The study by The Edge Property matched the latest sub-sale and resale caveats with their previous caveats based on data from URA Realis as at Dec 28, 2016. The computation of gains and losses accounts for Seller’s Stamp Duty (SSD), where applicable, but excludes other costs and duties incurred by the sellers. The study covers strata properties in the non-landed residential, industrial, office and retail segments.
In the condominium and apartment segment, the proportion of unprofitable transactions was 10% (447 out of 4,687 matched transactions) in 2015. In 2016, the proportion rose to 17% (873 out of 5,264 matched transactions).

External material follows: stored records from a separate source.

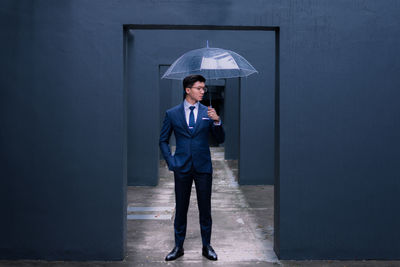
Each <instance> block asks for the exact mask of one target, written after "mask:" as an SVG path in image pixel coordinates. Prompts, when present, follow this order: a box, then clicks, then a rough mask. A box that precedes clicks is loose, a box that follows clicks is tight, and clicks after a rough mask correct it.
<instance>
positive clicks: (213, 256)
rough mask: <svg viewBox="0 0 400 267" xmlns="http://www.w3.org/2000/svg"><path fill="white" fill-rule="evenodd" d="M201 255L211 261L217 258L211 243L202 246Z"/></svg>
mask: <svg viewBox="0 0 400 267" xmlns="http://www.w3.org/2000/svg"><path fill="white" fill-rule="evenodd" d="M203 256H204V257H206V258H207V259H209V260H212V261H216V260H217V259H218V257H217V253H215V251H214V249H213V248H212V246H211V245H207V246H203Z"/></svg>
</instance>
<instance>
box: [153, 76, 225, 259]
mask: <svg viewBox="0 0 400 267" xmlns="http://www.w3.org/2000/svg"><path fill="white" fill-rule="evenodd" d="M205 81H206V80H205V78H204V77H203V76H201V75H190V76H187V77H186V78H185V79H184V80H183V90H184V92H185V100H184V101H183V103H182V104H180V105H178V106H175V107H173V108H171V109H169V110H167V112H166V114H165V119H164V123H163V127H162V129H161V133H160V149H161V152H162V154H163V156H164V158H165V160H166V162H167V164H168V168H169V170H171V171H173V172H174V181H175V204H176V213H175V221H174V231H175V247H174V249H173V250H172V251H171V252H170V253H169V254H168V255H167V257H166V258H165V260H167V261H170V260H175V259H177V258H179V257H180V256H182V255H183V254H184V250H183V242H184V240H185V236H186V225H187V212H188V208H189V201H190V193H191V190H192V183H193V180H194V182H195V186H196V194H197V201H198V208H199V217H200V230H201V239H202V243H203V250H202V254H203V256H205V257H206V258H208V259H210V260H217V254H216V253H215V251H214V249H213V248H212V247H211V245H210V240H211V228H212V220H211V185H212V164H211V155H210V148H209V145H208V137H209V132H211V133H212V134H213V135H214V137H215V139H216V140H217V142H218V143H223V142H224V139H225V133H224V129H223V128H222V125H221V120H220V117H219V116H218V114H217V113H216V112H215V109H213V108H211V107H206V106H204V105H202V104H200V101H201V100H202V99H203V96H204V93H206V92H207V88H206V87H205ZM172 131H174V134H175V138H176V151H175V154H174V155H172V154H171V150H170V147H169V139H170V136H171V134H172Z"/></svg>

While the majority of sellers enjoyed profits, the average profit per transaction fell from $310,815, or 37%, in 2015 to $224,721, or 28%, in 2016. The losses incurred by sellers of private non-landed homes climbed 57% from a total of $151 million in 2015 to $236 million in 2016 (see chart).
Source: URA, The Edge Property
The biggest loss of $4.65 million in the private non-landed home segment in 2016 accrued to a 4,241 sq ft unit at Seascape in Sentosa Cove. The unit was bought at $11 million, or $2,594 psf, in December 2011 and sold at $6.35 million, or $1,497 psf, in October 2016. This translates into a loss of 42%, or 11% per annum over a holding period of about five years. Transacted resale prices at Seascape have fallen from a peak of between $2,551 and $2,867 psf in 2012 to between $1,403 and $1,497 psf in 2015 and 2016. Completed in 2011, Seascape is a 99-year leasehold condo comprising 151 units.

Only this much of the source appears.